Some high-traffic areas, like the intersection of Third and Mary streets, were further impacted because they were constantly covered in shade from nearby trees, Curran said.

The shade issue was part of the reason Garden City, and many communities, still saw icy roads when surrounding highways are mostly cleared, he said. Unlike Kansas Department of Transportation crews, city crews can not plow directly on the pavement due to obstacles like manholes and water valves, leaving some ice, Curran said.

Frequent high traffic within communities compared to highways also meant snow was easily packed down and turned to ice, making it difficult to remove, Curran said.

The Garden City Police Department responded to 26 vehicle accidents from Dec. 26 to Wednesday, said Capt. Lana Urteaga, many of which she expected were weather-related.

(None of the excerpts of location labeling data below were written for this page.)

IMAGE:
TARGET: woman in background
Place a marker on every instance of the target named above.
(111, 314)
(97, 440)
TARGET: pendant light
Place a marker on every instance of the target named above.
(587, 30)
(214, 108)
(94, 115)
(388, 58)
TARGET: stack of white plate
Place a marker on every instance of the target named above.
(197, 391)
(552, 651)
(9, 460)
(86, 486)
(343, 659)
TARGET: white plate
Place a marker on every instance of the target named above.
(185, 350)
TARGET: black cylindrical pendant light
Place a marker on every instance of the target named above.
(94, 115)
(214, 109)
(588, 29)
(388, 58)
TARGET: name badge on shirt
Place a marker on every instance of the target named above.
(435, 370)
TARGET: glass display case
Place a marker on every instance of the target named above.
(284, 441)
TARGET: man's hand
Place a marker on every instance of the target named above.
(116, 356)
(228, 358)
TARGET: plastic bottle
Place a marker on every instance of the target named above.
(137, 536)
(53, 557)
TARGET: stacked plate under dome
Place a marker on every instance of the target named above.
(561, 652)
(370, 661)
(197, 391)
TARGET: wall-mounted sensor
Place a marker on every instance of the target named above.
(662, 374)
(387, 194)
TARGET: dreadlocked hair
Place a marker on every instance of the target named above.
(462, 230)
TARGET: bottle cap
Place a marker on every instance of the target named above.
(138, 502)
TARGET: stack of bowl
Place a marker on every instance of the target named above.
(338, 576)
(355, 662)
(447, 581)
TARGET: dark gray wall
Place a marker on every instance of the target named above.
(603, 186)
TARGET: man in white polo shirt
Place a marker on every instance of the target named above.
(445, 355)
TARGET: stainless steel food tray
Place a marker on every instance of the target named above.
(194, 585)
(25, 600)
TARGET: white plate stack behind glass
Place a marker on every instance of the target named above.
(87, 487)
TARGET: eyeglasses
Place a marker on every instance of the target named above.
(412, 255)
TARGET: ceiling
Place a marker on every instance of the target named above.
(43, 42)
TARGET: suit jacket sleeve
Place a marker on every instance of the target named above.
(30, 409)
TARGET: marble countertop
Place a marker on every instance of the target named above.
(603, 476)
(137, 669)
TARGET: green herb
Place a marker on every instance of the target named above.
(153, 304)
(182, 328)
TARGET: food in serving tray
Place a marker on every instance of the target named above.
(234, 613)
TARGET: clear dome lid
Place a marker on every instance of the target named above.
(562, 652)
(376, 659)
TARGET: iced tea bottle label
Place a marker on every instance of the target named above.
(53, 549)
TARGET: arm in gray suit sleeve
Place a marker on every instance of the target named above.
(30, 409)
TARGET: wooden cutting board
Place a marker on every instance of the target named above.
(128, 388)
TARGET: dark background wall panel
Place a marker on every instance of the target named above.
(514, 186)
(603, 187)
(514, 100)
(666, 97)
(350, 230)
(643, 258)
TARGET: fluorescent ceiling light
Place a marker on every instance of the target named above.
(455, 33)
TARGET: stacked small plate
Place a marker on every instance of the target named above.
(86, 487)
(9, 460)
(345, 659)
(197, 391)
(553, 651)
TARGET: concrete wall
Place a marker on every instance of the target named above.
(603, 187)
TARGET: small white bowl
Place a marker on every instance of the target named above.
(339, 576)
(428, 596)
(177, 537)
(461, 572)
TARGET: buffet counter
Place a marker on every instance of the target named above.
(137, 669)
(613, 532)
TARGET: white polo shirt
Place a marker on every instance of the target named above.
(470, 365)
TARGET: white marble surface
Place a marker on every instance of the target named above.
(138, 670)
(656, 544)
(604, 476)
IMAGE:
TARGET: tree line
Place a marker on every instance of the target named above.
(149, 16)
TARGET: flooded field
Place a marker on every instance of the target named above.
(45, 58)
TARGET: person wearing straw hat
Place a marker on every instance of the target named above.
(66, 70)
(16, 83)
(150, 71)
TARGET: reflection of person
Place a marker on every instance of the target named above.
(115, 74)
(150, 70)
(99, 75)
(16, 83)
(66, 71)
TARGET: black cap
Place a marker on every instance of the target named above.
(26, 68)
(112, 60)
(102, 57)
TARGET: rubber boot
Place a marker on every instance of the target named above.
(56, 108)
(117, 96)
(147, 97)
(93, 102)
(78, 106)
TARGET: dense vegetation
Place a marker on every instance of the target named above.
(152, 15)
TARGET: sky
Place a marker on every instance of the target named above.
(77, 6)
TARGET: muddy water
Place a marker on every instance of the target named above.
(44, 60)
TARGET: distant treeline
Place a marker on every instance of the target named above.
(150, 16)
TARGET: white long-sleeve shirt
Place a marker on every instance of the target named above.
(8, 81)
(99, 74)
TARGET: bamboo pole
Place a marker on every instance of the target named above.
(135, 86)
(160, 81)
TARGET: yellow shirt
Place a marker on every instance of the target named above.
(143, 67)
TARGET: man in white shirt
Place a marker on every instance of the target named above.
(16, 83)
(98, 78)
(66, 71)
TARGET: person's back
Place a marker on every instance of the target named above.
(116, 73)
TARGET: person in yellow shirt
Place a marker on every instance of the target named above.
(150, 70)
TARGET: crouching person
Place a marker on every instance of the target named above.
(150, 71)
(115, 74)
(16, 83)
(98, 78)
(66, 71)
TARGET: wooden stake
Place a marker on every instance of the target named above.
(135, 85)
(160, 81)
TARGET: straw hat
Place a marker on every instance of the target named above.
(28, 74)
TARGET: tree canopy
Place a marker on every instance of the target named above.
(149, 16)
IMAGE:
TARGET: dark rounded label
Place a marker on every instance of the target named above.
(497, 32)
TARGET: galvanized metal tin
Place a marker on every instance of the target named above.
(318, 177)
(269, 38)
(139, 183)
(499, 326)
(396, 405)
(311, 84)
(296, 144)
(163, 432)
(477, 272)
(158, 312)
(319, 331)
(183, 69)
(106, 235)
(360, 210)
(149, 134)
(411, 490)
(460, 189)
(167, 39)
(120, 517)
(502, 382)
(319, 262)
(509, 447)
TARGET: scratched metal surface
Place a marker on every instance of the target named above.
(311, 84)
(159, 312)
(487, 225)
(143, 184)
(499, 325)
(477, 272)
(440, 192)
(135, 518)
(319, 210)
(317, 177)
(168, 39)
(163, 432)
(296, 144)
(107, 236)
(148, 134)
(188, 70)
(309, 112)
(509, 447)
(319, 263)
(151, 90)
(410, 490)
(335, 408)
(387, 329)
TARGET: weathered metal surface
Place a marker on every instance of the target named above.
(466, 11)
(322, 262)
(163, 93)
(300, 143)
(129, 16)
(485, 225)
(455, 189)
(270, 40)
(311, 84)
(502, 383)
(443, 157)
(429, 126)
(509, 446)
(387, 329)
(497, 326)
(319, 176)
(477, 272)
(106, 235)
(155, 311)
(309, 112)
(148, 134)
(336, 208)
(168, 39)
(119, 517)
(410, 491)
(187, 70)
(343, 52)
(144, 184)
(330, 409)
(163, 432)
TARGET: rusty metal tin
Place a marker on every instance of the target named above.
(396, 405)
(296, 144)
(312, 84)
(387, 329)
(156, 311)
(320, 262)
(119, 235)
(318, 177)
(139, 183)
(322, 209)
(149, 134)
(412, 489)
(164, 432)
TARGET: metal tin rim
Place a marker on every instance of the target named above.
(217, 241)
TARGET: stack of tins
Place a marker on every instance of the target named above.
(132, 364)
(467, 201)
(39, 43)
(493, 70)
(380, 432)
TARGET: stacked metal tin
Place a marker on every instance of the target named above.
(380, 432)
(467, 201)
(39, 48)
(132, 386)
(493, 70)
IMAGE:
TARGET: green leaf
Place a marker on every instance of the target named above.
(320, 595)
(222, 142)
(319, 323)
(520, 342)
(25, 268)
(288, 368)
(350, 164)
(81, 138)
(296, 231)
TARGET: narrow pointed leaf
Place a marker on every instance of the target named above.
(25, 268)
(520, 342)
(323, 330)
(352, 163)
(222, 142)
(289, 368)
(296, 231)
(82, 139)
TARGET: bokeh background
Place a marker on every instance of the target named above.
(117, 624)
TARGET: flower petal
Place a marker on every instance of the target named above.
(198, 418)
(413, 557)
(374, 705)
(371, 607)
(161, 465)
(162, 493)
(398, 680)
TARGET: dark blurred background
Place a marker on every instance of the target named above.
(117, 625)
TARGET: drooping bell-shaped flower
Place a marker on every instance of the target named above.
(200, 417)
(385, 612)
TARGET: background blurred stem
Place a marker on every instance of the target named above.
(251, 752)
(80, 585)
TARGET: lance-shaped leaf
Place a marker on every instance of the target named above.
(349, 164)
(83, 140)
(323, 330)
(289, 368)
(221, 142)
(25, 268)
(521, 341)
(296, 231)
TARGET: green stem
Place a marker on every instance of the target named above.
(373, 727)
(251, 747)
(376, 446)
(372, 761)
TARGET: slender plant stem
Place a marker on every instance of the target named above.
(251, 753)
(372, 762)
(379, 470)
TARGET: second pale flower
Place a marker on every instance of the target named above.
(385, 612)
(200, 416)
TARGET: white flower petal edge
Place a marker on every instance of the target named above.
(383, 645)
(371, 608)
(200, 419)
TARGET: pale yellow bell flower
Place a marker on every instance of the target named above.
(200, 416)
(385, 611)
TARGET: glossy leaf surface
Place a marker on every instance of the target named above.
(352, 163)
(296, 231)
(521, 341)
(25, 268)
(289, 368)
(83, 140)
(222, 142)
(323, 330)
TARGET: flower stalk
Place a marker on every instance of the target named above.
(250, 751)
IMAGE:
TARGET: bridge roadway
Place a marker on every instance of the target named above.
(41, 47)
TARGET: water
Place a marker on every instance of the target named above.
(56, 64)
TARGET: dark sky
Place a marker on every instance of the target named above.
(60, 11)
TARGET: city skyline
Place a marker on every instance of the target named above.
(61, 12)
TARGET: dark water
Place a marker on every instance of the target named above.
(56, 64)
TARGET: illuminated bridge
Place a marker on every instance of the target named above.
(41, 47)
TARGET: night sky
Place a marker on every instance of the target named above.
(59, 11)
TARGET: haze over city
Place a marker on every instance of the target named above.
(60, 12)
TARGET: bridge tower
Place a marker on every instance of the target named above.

Finney County Sheriff Kevin Bascue said the sheriff’s office responded to 13 weather-related accidents from Dec. 26 to 29, including slide-offs, fender benders and a rollover, and none in the days since. No injuries were reported, and none of the accidents took place on Garden City’s more prominent roads, he said.

Curran said he would like to devote more time to residential areas, intersections and busier, icy streets like Third and Center streets in the coming days, and warmer forecasts will allow crews to make more of an impact. Then, they will focus on clearing blocked drains so melted snow and ice have somewhere to go before refreezing at night, he said.